For the last 12 days of 2019 we’re running back through the previous 12 months of FE Week. Here’s what happened in June…
Victims of a long-running FE loans scandal found out they were set to benefit from new legislation that gives the education secretary powers to clear their debt – representing a huge win for FE Week’s #SaveOurAdultEducation campaign.
But it was an early loss for the Augar review, after the government rejected one of its recommendations – by giving the Office for Students responsibility for overseeing thousands of higher level apprenticeships that were going unregulated.
Bradford College skirted insolvency when the DfE threatened to put them under the regime unless Lloyds Bank halved an unsecured £40 million loan.

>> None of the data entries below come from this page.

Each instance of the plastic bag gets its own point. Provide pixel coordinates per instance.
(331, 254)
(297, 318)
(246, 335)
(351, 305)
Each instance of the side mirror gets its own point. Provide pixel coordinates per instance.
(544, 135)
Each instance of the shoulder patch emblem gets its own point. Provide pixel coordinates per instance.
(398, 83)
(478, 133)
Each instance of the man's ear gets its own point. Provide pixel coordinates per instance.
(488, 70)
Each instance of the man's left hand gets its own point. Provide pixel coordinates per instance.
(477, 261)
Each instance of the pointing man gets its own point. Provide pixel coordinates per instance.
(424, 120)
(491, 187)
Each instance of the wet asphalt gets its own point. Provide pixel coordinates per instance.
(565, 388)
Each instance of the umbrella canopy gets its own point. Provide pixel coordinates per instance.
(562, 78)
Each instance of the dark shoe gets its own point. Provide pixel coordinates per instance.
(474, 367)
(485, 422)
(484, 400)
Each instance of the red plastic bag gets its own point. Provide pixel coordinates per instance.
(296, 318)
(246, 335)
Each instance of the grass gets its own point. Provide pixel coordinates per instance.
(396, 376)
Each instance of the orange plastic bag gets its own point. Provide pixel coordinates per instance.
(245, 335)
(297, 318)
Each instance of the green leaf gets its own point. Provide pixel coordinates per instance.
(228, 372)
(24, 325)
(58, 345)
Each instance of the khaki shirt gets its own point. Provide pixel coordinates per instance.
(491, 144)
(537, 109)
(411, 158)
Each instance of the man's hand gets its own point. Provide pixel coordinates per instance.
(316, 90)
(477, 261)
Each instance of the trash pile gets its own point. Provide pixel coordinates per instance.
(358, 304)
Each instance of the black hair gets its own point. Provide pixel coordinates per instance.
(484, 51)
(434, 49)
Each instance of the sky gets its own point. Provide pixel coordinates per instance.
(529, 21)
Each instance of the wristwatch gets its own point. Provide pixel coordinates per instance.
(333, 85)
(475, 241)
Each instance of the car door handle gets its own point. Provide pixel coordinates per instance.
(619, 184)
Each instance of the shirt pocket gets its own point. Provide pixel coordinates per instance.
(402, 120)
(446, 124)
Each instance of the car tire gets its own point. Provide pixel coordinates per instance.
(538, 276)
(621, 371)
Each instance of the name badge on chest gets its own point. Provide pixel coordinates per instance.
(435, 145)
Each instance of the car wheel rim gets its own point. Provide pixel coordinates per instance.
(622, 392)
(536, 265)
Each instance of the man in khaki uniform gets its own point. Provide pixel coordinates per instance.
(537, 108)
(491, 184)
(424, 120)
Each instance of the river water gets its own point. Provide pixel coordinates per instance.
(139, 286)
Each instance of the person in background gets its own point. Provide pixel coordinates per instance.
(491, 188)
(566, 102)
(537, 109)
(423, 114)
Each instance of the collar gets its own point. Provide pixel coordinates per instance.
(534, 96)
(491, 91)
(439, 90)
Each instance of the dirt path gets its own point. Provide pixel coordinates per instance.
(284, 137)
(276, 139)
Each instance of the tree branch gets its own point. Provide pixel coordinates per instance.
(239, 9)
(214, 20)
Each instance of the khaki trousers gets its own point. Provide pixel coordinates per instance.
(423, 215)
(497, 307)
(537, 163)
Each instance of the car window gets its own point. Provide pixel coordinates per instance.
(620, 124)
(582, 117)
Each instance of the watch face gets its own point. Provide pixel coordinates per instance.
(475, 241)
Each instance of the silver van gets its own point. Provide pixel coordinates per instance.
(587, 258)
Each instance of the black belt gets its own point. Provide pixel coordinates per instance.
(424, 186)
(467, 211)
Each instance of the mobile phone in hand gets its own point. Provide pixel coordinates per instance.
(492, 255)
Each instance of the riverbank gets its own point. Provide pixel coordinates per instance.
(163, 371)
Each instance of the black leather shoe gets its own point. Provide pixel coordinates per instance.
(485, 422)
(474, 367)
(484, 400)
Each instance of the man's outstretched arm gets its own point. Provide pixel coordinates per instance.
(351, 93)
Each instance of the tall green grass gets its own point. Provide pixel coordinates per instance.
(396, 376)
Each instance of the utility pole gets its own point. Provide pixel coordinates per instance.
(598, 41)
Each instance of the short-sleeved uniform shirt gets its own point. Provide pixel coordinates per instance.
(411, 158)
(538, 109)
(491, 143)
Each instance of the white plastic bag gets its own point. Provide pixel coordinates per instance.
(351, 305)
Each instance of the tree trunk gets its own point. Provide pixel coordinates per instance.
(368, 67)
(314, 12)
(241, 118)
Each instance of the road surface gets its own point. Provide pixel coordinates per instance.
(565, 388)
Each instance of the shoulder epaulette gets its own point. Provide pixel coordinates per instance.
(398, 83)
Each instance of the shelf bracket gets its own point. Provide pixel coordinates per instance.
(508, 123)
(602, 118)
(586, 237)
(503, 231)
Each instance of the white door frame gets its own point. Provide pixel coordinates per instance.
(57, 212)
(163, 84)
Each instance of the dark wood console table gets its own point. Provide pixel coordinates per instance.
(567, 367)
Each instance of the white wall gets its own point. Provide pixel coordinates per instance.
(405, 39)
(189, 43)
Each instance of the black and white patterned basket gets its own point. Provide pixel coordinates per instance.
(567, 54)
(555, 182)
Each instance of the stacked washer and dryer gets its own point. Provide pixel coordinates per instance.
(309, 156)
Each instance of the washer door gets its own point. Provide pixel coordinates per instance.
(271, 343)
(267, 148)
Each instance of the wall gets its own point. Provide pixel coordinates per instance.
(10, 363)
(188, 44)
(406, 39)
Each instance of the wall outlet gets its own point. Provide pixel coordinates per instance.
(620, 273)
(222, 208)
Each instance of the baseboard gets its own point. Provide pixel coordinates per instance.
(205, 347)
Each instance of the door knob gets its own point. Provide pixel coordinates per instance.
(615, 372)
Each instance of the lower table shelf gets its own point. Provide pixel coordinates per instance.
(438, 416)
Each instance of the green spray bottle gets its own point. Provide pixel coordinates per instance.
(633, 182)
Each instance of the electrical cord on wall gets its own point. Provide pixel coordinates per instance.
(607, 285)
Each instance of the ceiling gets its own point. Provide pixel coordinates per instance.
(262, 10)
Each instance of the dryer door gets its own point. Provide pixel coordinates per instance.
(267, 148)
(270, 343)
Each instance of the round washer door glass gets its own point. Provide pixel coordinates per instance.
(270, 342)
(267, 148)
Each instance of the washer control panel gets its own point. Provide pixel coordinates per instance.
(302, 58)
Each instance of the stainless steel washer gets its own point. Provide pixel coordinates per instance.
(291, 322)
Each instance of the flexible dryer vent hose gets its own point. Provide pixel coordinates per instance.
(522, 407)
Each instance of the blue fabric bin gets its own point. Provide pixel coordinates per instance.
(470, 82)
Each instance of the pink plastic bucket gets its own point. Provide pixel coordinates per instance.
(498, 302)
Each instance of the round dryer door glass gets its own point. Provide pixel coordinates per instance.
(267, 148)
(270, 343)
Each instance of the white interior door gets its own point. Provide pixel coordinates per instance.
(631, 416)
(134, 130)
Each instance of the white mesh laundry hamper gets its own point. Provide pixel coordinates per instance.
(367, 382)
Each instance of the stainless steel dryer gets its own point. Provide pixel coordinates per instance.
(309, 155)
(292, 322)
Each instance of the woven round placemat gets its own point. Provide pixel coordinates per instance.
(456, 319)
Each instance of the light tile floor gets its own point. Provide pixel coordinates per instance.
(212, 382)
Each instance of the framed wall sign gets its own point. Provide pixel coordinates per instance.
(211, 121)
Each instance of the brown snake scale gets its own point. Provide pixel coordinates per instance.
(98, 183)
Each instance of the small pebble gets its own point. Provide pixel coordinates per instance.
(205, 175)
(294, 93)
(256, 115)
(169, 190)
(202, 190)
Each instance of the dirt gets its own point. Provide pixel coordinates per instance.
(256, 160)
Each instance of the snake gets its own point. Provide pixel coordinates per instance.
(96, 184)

The college did have to cut 130 jobs to find £3.5 million in savings, and the ESFA shared the costs of writing off loans with the bank.
That month, the new Universities and College Union general secretary, Jo Grady, accused the leadership at Sandwell College of “everyday racism” after it sacked lecturer Dave Muritu, while the troubled Easton and Otley College announced it would be broken up and merged with two other colleges, following two consecutive ‘inadequate’ ratings by Ofsted.
A forgotten pre-employment scheme, traineeships, was put back in spotlight after the minister Anne Milton said she was “thrilled” with new research findings, while Carmel College became the first sixth form college to score a grade one Ofsted rating in nearly two years.
FE Week got to visit Luminate Education Group ahead of the opening of a £60 million campus and after it took on Harrogate College, and we found out what makes a UTC ‘outstanding’ by speaking with UTC Reading.
We also conducted an exit interview with NUS president Shakira Martin.
As Ofsted’s new inspection framework came into view, the watchdog’s specialist apprenticeships adviser Dr Chris Jones wrote in FE Week that they were looking to focus on “the substance of the curriculum and supporting leaders and teachers who act with integrity”.
And Steve Frampton found out he would continue as president of the Association of Colleges for a second year, after his only challenger, Lesley Davis, pulled out at the last moment.